Quick question about the dask plugin (this also applies more broadly to spark as well) - how is serialization handled between tasks that use a pandas vs dask dataframe (or spark vs dask, etc)?
For ex, task A processes a dataset with spark and returns a spark df. Task B is a dask task that loads the processed dataset to train a model. My current understanding is that the types need to properly line up in order for the workflow to type check, but the return type of A would be a pyspark DF while the argument in B would be a dask dataframe.
How are folks handling this case where we might want to mix spark and dask in pipelines? Does structured dataset figure into this? Any clarification would be appreciated
08/28/2023, 11:08 AM
As far as I understand yes, structured dataset should solve exactly this issue 🤔 Have never mixed dask and spark in a flyte pipeline myself though.
08/28/2023, 11:10 AM
So the idea is all tasks use a StructuredDataset as opposed to the respective dataframe types from the various libraries and the type engine will handle unmarshalling the DF in the correct type?

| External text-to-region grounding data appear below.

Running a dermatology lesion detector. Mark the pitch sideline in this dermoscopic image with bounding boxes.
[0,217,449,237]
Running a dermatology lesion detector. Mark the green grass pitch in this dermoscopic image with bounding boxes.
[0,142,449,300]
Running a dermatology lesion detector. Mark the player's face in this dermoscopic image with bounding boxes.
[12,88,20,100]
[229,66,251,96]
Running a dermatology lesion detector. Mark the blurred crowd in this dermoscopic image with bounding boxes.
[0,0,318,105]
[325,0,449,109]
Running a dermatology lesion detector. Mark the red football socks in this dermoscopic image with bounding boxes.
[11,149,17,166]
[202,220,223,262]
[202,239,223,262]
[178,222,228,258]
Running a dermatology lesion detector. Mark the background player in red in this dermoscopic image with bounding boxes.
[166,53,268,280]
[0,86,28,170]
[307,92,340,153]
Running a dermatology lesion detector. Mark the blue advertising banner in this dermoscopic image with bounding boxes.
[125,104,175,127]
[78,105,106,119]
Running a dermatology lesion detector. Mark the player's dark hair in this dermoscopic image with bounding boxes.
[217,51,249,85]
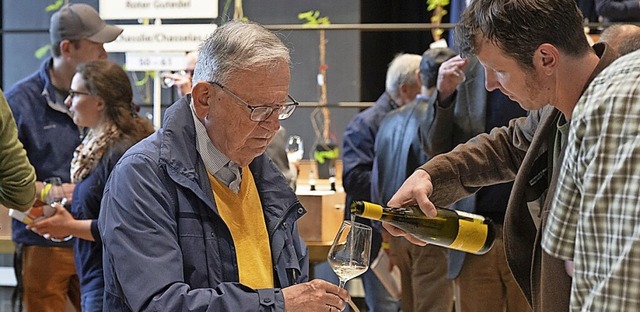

Edit: ah, looks like there’s StructuredDataset.open
08/28/2023, 2:27 PM
Yes, or if you type the input it should work automatically
But I don’t think we have a dask dataframe plugin / transformer? Can you add one
08/28/2023, 2:28 PM
sure shouldn't be hard, and I'm going to need to as part of some work we're doing on distributed training
The issue w/ typing inputs differently (ie. passing a task that has return annotation pd.DataFrame to a task that expects a pyspark or dask DF) is that breaks our mypy validation
(We'd done some work around using paramspecs to ensure we can type check workflows at CI-time that I shared w/ @Eduardo Apolinario (eapolinario))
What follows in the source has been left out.